Things only become more complicated beyond text. Your website design software may allow you to change text and move graphics and images around on the page, but it will not allow you to modify the content of the graphics or images. In most cases templates have graphical headers or graphics over images and logos that will contain similar placeholder text. This kind of “text” cannot be edited via Notepad or any other web design software because it is actually an image. Virtually every template package available today will come with large, editable graphic files in a format called “PSD. ” These are “PhotoShop Documents”, and may only be fully edited by the industry standard Adobe Photoshop program. PhotoShop is the 500 pound gorilla of graphic design, it can do just about anything with the humble pixel. This kind of power comes with a high price tag, though. Coming in around $500-$600 street price, that’s just the first investment Photoshop requires. The second is the time and effort to learn the effective use of the program. Opening a template’s PSD file will likely result in a cascade of “layers” and “slices” even an experienced Photoshop hand would take time to digest.

Few other options for editing the provided PSD files exist. Only using the native program will allow full advantage to be taken of the file’s information. Some programs can open PSD files but cannot edit them. Some may be able to import the layers of a PSD file into their own native format for editing. A freeware alternative is “the GIMP”. GIMP stands for “GNU Image Manipulation Program”. The GIMP can import and read PSD files, though it may have trouble keeping text in an easily editable format. Other options are Macromedia Fireworks and PaintShop Pro. Though cheaper than Photoshop, Fireworks is still on the expensive side of the spectrum. Coming in around $100, PaintShop Pro is a cheaper alternative to Photoshop or Fireworks, but will also require some time and effort be devoted to learning its capabilities. Again, it’s important to point out these programs will not replace Photoshop as the ideal editor for the native PSD format. They will likely not support advanced features of the original PSD files and may not even be able to open some PSD files.

Similar to PSD files and Photoshop, templates that advertise Flash elements also require their own editor. It is beyond the scope of this article to discuss the wisdom of using Flash in the first place, but as a general rule of thumb, keep Flash use to minimum. Unless the template is for a complete Flash site, it will likely contain a “non-Flash” version of the template. Generally Flash is used for navigation and headers in templates, so if don’t wish to use the Flash elements, check to see if there is a “non-Flash” version that uses gif/jpeg graphics instead.
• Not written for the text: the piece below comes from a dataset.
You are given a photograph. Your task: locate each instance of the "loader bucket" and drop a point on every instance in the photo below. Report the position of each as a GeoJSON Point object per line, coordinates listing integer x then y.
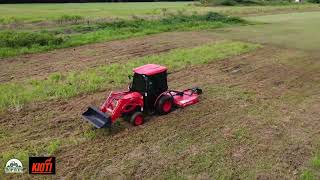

Otherwise a Flash editor will be required as well as some more time and effort to learn the editor and Flash. Ironically, templates can be a useful learning tool for Flash, since seeing how they are laid out and scripted can provide an understanding of how the animations work.

A final note on templates in general. Those willing to buy the software, take the time to learn it, and use a template should be aware that many templates are not “well coded. ” For the most part this may not effect or even matter to the template buyer. They will have a website and it will “work”. Anyone who is also attempting to optimize their site for search engine placement, or who wants to make their site more efficient and use less code, should pay attention to the structure of the HTML files provided in the template. Many, though by no means all, templates, use a “tables” based layout that could be improved upon to make it more code efficient and make search engine optimization easier.

Templates are “short cuts”, but a short cut the novice user may not wish to take. Most templates require a particular, and generally expensive, set of tools to fully customize. Prospective template shoppers may want to consider hiring an outside design firm to actually do the work on their selected website template. Some designers recommend this method, as it provides a basic short-cut in terms of rudimentary layout and design that can be invaluable. Pay attention to the template site’s terms of service, though, as many will require the end user directly purchase the template and deliver it to the designer themselves in lieu of the designers making the purchase.